Den letzten Rest seiner schwindenden Autorität hat Tapola mit der «Beleidigung» von Simon Moser verspielt. Er verbannte ihn diese Saison zwischendurch auf die Tribüne. Eine solche drastische Massnahme hatte in Tampere funktioniert. Jeder duckte sich. Weil jeder auswechselbar war. In der Schweiz, in Bern, ist das nicht so. Die Kadertiefe ist viel zu wenig gross. In struben Zeiten scharen sich Teams um ihre Leitwölfe. Und nicht um den Trainer.
Beim SCB um Simon Moser, dessen zentrale Rolle für die Chemie des Teams nicht hoch genug eingeschätzt werden kann. Auch seine politische Schlauheit rettete Jussi Tapola nicht mehr: Er gewährte den jungen Spielern viel Eiszeit. Weil er von ihren Fähigkeiten überzeugt war? Oder eher, weil er wusste, dass das seine Chefs gern sehen? Wir wollen nicht grübeln.
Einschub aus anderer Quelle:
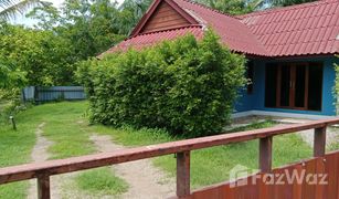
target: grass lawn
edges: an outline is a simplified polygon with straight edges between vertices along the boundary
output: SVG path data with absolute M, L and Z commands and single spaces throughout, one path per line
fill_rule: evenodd
M 2 149 L 0 167 L 30 161 L 30 153 L 35 143 L 34 132 L 42 122 L 45 123 L 43 135 L 53 142 L 53 146 L 49 149 L 53 159 L 96 153 L 94 144 L 88 139 L 93 133 L 110 135 L 113 140 L 125 146 L 142 146 L 180 139 L 171 137 L 161 129 L 136 130 L 130 127 L 88 126 L 86 109 L 86 102 L 65 102 L 40 105 L 20 113 L 17 116 L 18 132 L 10 130 L 9 125 L 0 127 L 0 149 Z M 272 125 L 274 124 L 267 121 L 233 129 L 233 132 Z M 191 182 L 193 188 L 198 188 L 227 180 L 230 169 L 237 164 L 256 169 L 258 142 L 252 140 L 194 150 L 191 157 Z M 273 157 L 274 166 L 280 166 L 311 157 L 311 148 L 303 143 L 297 135 L 277 136 L 274 138 Z M 155 158 L 155 165 L 168 171 L 170 176 L 174 176 L 176 159 L 173 155 Z M 75 184 L 78 188 L 89 192 L 113 195 L 124 192 L 128 187 L 124 180 L 116 178 L 107 168 L 83 172 L 76 177 Z M 24 198 L 25 186 L 25 182 L 0 186 L 0 196 L 1 198 L 11 198 L 8 197 L 9 192 L 15 189 L 18 196 L 14 198 Z
M 35 144 L 34 130 L 41 123 L 36 113 L 40 108 L 20 113 L 17 117 L 18 130 L 13 130 L 7 121 L 0 122 L 0 167 L 20 165 L 31 161 L 31 151 Z M 32 115 L 35 115 L 32 118 Z M 0 186 L 0 198 L 25 198 L 28 181 Z
M 91 128 L 84 115 L 86 107 L 86 102 L 44 104 L 18 114 L 17 132 L 11 129 L 10 124 L 1 125 L 0 167 L 32 161 L 35 130 L 41 123 L 45 123 L 43 136 L 53 142 L 49 148 L 51 159 L 96 153 L 94 144 L 88 139 Z M 127 190 L 126 182 L 107 168 L 82 172 L 76 178 L 76 185 L 81 189 L 102 190 L 99 193 L 120 193 Z M 0 186 L 0 198 L 27 198 L 28 186 L 28 181 Z
M 273 122 L 254 123 L 246 127 L 235 128 L 232 132 L 250 130 L 273 126 Z M 126 146 L 142 146 L 157 143 L 178 140 L 160 129 L 135 130 L 129 127 L 116 129 L 106 126 L 95 126 L 97 133 L 112 135 L 113 139 Z M 273 166 L 283 166 L 311 157 L 311 148 L 297 135 L 289 134 L 274 137 Z M 236 165 L 251 169 L 258 168 L 258 140 L 218 146 L 193 150 L 191 154 L 191 185 L 199 188 L 206 185 L 225 181 L 230 170 Z M 155 158 L 155 165 L 176 175 L 176 159 L 173 155 Z

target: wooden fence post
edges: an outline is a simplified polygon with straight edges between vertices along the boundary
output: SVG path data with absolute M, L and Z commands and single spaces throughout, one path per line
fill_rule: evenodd
M 259 169 L 262 172 L 272 170 L 272 136 L 259 140 Z
M 177 154 L 177 197 L 190 196 L 190 151 Z
M 50 199 L 50 176 L 39 175 L 38 176 L 38 199 Z
M 314 157 L 324 157 L 326 148 L 326 126 L 315 129 Z

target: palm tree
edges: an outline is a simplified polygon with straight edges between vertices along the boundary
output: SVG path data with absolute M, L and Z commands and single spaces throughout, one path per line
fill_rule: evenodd
M 0 20 L 14 19 L 18 13 L 23 14 L 33 7 L 45 4 L 41 0 L 0 0 Z

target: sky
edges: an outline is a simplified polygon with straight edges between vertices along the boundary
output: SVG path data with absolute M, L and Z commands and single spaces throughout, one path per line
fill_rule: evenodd
M 56 8 L 60 8 L 62 3 L 64 2 L 64 0 L 44 0 L 44 1 L 52 2 L 53 6 Z M 124 0 L 116 0 L 116 1 L 118 2 L 118 4 L 121 4 L 124 2 Z M 17 19 L 13 21 L 13 23 L 32 27 L 34 23 L 36 23 L 36 21 L 32 19 L 28 19 L 23 14 L 23 15 L 18 15 Z

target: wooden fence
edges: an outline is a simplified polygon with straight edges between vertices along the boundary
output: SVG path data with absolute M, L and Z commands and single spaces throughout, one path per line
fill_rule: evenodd
M 44 163 L 27 164 L 0 168 L 0 185 L 13 181 L 38 178 L 38 192 L 40 199 L 50 198 L 50 176 L 61 175 L 77 170 L 92 169 L 97 167 L 110 166 L 138 159 L 146 159 L 169 154 L 177 154 L 177 197 L 178 198 L 324 198 L 338 199 L 339 193 L 339 151 L 331 154 L 325 153 L 326 128 L 328 125 L 339 124 L 339 118 L 316 121 L 307 124 L 276 126 L 272 128 L 256 129 L 250 132 L 222 134 L 216 136 L 186 139 L 159 145 L 150 145 L 130 149 L 87 155 L 67 159 L 49 160 Z M 277 172 L 272 170 L 272 144 L 273 137 L 277 135 L 296 133 L 315 128 L 314 159 L 304 160 L 299 165 L 306 166 L 308 171 L 315 171 L 316 165 L 324 172 L 328 172 L 330 185 L 328 187 L 306 185 L 293 185 L 283 188 L 265 186 L 263 184 L 253 186 L 247 185 L 241 188 L 231 188 L 230 182 L 212 186 L 204 189 L 191 191 L 190 189 L 190 151 L 213 146 L 226 145 L 232 143 L 259 139 L 259 174 Z M 321 167 L 319 161 L 327 164 Z M 327 161 L 327 163 L 325 163 Z M 287 166 L 288 169 L 298 168 L 298 164 Z M 255 175 L 254 175 L 255 176 Z M 248 177 L 252 178 L 253 176 Z M 314 190 L 312 190 L 314 189 Z M 279 190 L 279 191 L 276 191 Z M 290 196 L 290 191 L 296 195 Z M 314 193 L 314 195 L 312 195 Z M 174 193 L 173 193 L 174 195 Z
M 43 103 L 49 101 L 85 100 L 83 86 L 29 86 L 22 90 L 22 100 Z

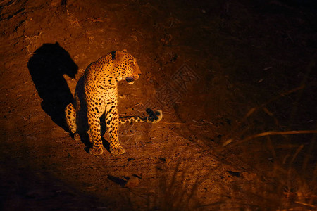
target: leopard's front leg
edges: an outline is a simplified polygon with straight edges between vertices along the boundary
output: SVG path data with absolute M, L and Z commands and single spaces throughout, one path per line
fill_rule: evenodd
M 100 155 L 104 153 L 100 127 L 100 111 L 98 108 L 87 106 L 88 113 L 88 135 L 89 141 L 92 142 L 92 148 L 89 149 L 89 153 L 94 155 Z
M 106 124 L 110 136 L 110 151 L 113 155 L 122 155 L 125 149 L 120 145 L 118 134 L 119 133 L 119 113 L 116 106 L 112 106 L 108 112 Z

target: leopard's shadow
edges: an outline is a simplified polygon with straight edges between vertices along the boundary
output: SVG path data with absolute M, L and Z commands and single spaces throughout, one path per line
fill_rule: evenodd
M 44 44 L 37 49 L 30 58 L 27 68 L 42 100 L 42 108 L 56 124 L 68 132 L 64 109 L 74 98 L 63 75 L 75 78 L 77 65 L 56 42 Z

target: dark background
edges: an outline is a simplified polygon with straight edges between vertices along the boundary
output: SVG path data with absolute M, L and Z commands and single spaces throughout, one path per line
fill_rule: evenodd
M 314 1 L 0 2 L 3 210 L 314 210 Z M 86 67 L 127 49 L 126 153 L 99 157 L 63 119 Z M 105 140 L 108 140 L 107 134 Z

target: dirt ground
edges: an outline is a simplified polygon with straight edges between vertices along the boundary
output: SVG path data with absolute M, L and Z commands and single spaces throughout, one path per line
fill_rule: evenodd
M 313 1 L 0 1 L 0 209 L 316 210 Z M 63 108 L 124 49 L 120 115 L 163 118 L 93 156 Z

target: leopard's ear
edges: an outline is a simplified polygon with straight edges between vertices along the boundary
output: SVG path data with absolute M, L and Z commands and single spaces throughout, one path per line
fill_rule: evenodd
M 125 53 L 123 53 L 121 51 L 116 51 L 116 57 L 115 60 L 118 62 L 121 61 L 123 58 L 125 57 Z

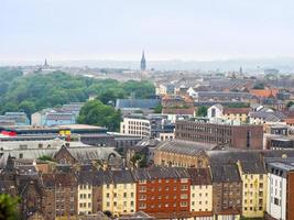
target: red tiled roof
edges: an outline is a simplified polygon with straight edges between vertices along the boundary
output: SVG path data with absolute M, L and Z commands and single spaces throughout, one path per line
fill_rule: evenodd
M 279 92 L 279 89 L 251 89 L 250 90 L 250 94 L 257 97 L 264 97 L 264 98 L 269 98 L 270 96 L 276 97 L 277 92 Z
M 250 108 L 225 108 L 224 114 L 248 114 L 250 112 Z
M 162 110 L 163 113 L 171 113 L 171 114 L 194 114 L 195 108 L 188 109 L 168 109 L 165 108 Z

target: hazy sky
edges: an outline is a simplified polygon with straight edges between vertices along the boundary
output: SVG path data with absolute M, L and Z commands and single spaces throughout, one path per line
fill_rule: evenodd
M 0 61 L 294 57 L 294 0 L 0 0 Z

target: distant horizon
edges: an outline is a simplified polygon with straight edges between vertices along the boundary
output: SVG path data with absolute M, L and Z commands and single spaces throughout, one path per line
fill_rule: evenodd
M 47 64 L 53 67 L 89 67 L 89 68 L 117 68 L 117 69 L 140 69 L 140 59 L 50 59 Z M 30 61 L 0 61 L 0 66 L 40 66 L 44 59 Z M 277 68 L 281 73 L 294 73 L 294 57 L 259 57 L 259 58 L 231 58 L 214 61 L 183 61 L 165 59 L 150 61 L 146 54 L 148 69 L 156 70 L 243 70 L 257 72 L 258 69 Z
M 294 57 L 293 0 L 3 0 L 1 61 Z

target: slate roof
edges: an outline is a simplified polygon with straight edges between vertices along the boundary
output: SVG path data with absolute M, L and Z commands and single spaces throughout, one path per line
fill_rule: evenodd
M 52 112 L 46 116 L 46 120 L 73 120 L 74 117 L 74 113 Z
M 265 121 L 272 121 L 277 122 L 282 121 L 286 118 L 286 116 L 282 112 L 275 111 L 275 112 L 264 112 L 264 111 L 254 111 L 249 113 L 250 118 L 260 118 Z
M 186 168 L 163 166 L 134 169 L 133 176 L 135 180 L 189 178 Z
M 12 188 L 15 188 L 13 180 L 0 180 L 0 194 L 8 193 Z
M 190 185 L 211 185 L 211 176 L 208 168 L 188 168 Z
M 240 162 L 243 174 L 265 174 L 262 162 Z
M 210 166 L 213 183 L 241 182 L 237 165 Z
M 113 147 L 66 147 L 66 150 L 74 158 L 79 162 L 107 160 L 110 154 L 120 157 L 120 155 L 115 151 Z M 57 153 L 58 152 L 56 152 L 55 154 Z
M 157 146 L 157 151 L 171 152 L 176 154 L 185 155 L 197 155 L 203 150 L 214 150 L 217 147 L 217 144 L 200 143 L 193 141 L 184 141 L 174 139 L 172 141 L 161 142 Z
M 92 176 L 92 183 L 96 186 L 102 184 L 131 184 L 134 183 L 131 170 L 99 170 Z
M 240 162 L 260 162 L 259 151 L 207 151 L 206 155 L 209 158 L 210 165 L 218 164 L 236 164 Z
M 250 108 L 225 108 L 224 114 L 248 114 L 250 110 Z
M 161 105 L 160 99 L 117 99 L 116 108 L 140 108 L 140 109 L 154 109 Z

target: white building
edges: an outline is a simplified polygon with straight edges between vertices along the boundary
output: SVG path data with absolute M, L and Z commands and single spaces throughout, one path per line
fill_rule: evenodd
M 266 212 L 274 219 L 290 220 L 294 217 L 293 199 L 294 163 L 268 164 Z
M 207 118 L 208 119 L 221 119 L 222 118 L 224 108 L 221 105 L 214 105 L 207 109 Z
M 138 136 L 150 136 L 150 120 L 144 117 L 124 117 L 120 122 L 120 132 L 123 134 L 132 134 Z

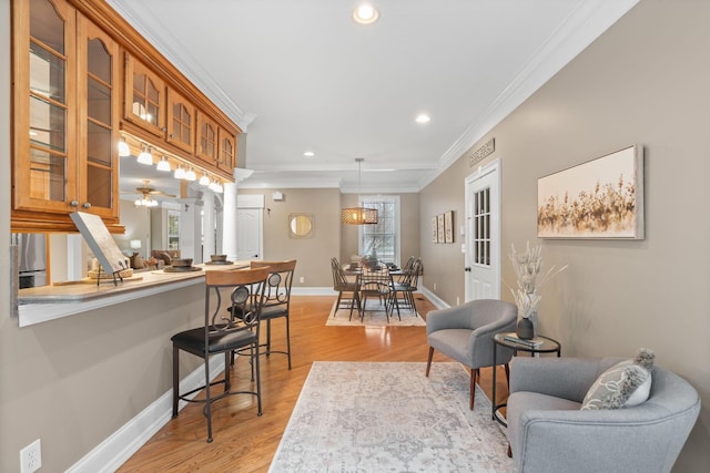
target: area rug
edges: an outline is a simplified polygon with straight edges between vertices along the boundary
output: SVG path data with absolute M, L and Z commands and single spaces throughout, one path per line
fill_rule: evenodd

Und nun noch die Erklärung in drei Worten. Der Trainer ist in einem Sportunternehmen der mit Abstand wichtigste Arbeitnehmer. Also sind seine Anstellung und Entlassung immer Sache der obersten Führung: Des General Managers oder des Verwaltungsrates. Der Trainer ist viel zu wichtig, um diese Personalie der Sportabteilung zu überlassen. Also ist SCB-General Marc Lüthi der Mann, der zur Trainerentlassung etwas zu sagen haben muss. Solange Marc Lüthi Trainer abgesetzt und angestellt hat, war der SCB erfolgreich. Also müsste sich Marc Lüthi in dieser Ausnahmesituation zum «Fall Tapola» äussern. Er tut es, altersmilde geworden, nicht mehr. Seine Antwort: «Plüss anrufen – merci».
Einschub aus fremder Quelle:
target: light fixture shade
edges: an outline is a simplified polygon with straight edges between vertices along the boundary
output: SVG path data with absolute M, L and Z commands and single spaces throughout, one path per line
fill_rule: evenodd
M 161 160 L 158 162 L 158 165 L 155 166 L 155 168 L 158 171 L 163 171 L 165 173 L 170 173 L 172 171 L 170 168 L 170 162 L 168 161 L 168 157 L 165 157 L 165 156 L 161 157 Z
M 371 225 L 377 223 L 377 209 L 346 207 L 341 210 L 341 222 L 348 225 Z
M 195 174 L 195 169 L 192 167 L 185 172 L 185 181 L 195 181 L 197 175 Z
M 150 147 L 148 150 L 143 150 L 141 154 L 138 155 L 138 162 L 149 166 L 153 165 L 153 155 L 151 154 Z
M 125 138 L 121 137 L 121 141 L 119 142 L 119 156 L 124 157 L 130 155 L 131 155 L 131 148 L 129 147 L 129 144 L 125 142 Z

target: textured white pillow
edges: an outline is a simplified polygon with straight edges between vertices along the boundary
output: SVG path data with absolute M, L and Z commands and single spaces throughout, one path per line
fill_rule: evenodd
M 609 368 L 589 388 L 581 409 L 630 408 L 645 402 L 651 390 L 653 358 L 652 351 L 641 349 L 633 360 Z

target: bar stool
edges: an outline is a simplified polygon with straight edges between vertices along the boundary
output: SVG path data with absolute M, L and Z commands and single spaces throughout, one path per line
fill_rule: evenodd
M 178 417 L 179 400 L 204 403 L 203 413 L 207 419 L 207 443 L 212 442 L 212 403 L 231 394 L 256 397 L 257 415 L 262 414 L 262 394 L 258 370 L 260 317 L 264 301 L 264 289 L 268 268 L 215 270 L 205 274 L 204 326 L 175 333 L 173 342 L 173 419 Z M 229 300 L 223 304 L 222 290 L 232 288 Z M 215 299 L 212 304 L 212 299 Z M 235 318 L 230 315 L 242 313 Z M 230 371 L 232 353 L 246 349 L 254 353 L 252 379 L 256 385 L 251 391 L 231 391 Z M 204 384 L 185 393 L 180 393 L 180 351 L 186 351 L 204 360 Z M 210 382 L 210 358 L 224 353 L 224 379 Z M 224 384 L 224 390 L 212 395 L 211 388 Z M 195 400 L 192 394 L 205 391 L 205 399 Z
Das wäre in einer «normalen» Sportorganisation richtig so. Aber der SCB ist eben nicht ein gewöhnliches Sportunternehmen. Die Führung dieser Titanic bedingt eine etwas archaische Kommandostruktur und ist darin Bayern München nicht unähnlich. Der SCB ist ja in seinem Selbstverständnis ein wenig das Bayern München des Hockeys. Wenn Marc Lüthi die Verantwortung des Trainerentscheides auf Martin Plüss abschiebt, dann bleibt der Schwefelgeruch eines Führungsverhaltens zurück, für das die Amerikaner eine boshafte Bezeichnung gefunden haben «Cover your ass».
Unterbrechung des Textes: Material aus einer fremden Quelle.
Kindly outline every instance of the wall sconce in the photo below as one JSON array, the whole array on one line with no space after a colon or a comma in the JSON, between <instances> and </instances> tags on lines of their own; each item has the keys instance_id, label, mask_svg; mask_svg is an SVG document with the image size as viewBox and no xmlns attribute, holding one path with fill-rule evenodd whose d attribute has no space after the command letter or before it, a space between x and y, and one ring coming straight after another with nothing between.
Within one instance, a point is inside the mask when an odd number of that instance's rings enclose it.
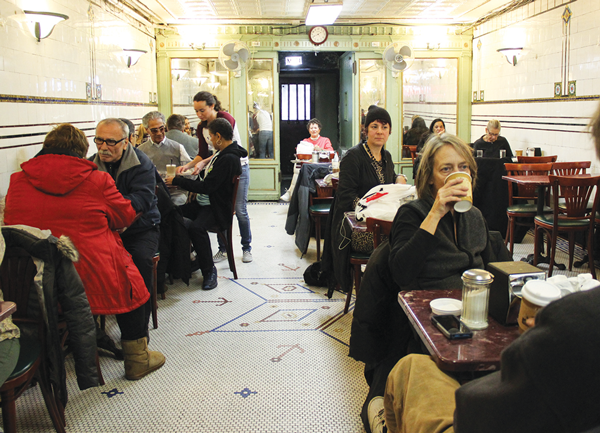
<instances>
[{"instance_id":1,"label":"wall sconce","mask_svg":"<svg viewBox=\"0 0 600 433\"><path fill-rule=\"evenodd\" d=\"M523 47L520 48L500 48L497 50L500 54L506 56L506 61L513 66L517 66L517 62L521 58Z\"/></svg>"},{"instance_id":2,"label":"wall sconce","mask_svg":"<svg viewBox=\"0 0 600 433\"><path fill-rule=\"evenodd\" d=\"M132 66L134 66L138 60L140 59L140 57L142 57L144 54L146 54L148 51L146 50L136 50L133 48L123 48L123 51L125 51L125 56L127 57L127 67L131 68Z\"/></svg>"},{"instance_id":3,"label":"wall sconce","mask_svg":"<svg viewBox=\"0 0 600 433\"><path fill-rule=\"evenodd\" d=\"M47 38L54 30L54 26L63 20L68 20L69 16L55 12L35 12L23 11L27 17L29 31L38 42Z\"/></svg>"}]
</instances>

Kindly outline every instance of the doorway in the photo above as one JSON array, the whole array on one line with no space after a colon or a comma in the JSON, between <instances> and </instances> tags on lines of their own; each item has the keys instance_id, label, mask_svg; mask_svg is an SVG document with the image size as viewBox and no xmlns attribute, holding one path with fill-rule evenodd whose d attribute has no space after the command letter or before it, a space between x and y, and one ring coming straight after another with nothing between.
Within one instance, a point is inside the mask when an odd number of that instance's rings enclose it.
<instances>
[{"instance_id":1,"label":"doorway","mask_svg":"<svg viewBox=\"0 0 600 433\"><path fill-rule=\"evenodd\" d=\"M317 118L323 125L321 135L340 148L338 52L280 52L280 168L282 191L292 178L296 145L309 136L308 121ZM301 64L286 65L286 57L300 57Z\"/></svg>"}]
</instances>

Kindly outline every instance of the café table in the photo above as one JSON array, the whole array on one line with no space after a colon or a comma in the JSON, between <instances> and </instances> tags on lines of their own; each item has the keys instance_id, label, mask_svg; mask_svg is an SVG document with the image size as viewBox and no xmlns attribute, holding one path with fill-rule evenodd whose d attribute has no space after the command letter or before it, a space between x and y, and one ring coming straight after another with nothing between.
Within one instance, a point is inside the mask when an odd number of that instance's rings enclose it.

Marc Lüthi prägt durch seine Art und durch sein erfolgreiches Wirken, das schon im letzten Jahrhundert begonnen hat, die Kultur seines Unternehmens wie kein anderer Hockeymanager. Und er wird es tun, bis er ganz aussteigt. Ob er will oder nicht. Solange er beim SCB ein Amt ausübt, kann es beim SCB gar keine wichtige Entscheidung geben, auch nicht im Sport, bei der nicht er das letzte Wort hat oder bei der nicht in einer Art vorauseilendem Gehorsam so entschieden wird, wie vermutet wird, dass er entscheiden würde.
Wenn ein Marc Lüthi sich nicht mehr in der Trainerfrage exponieren mag, wenn er nicht mehr in die Katakomben hinabsteigt und einen Trainer nach einem Spiel feuert, mag das mehr einer modernen Unternehmensführung entsprechen als sein einstiges hemdsärmliges Vorgehen. Aber es entspricht eben nicht dem, was der SCB als Hockey-Titanic in der Beamtenstadt Bern braucht, um unruhig, dynamisch, arrogant und letztlich erfolgreich zu sein. Sage mir, ob Marc Lüthi altersmilde ist, und ich sage dir, wie es um den SCB steht.
Obersportchef Martin Plüss und sein Untersportchef Diego Piceci stehen vor der schwierigsten Aufgabe, die es in unserem Hockey gibt: Den Titanen SCB auf allen sportlichen Ebenen wieder fit zu machen, auf Trab zu bringen und für die Unruhe, Dynamik und Arroganz zu sorgen wie zu den Zeiten, als Marc Lüthi noch der wahre Marc Lüthi war. Das Bild passt: Es braucht zwei Mann, um so viel zu bewirken, wie ein Marc Lüthi.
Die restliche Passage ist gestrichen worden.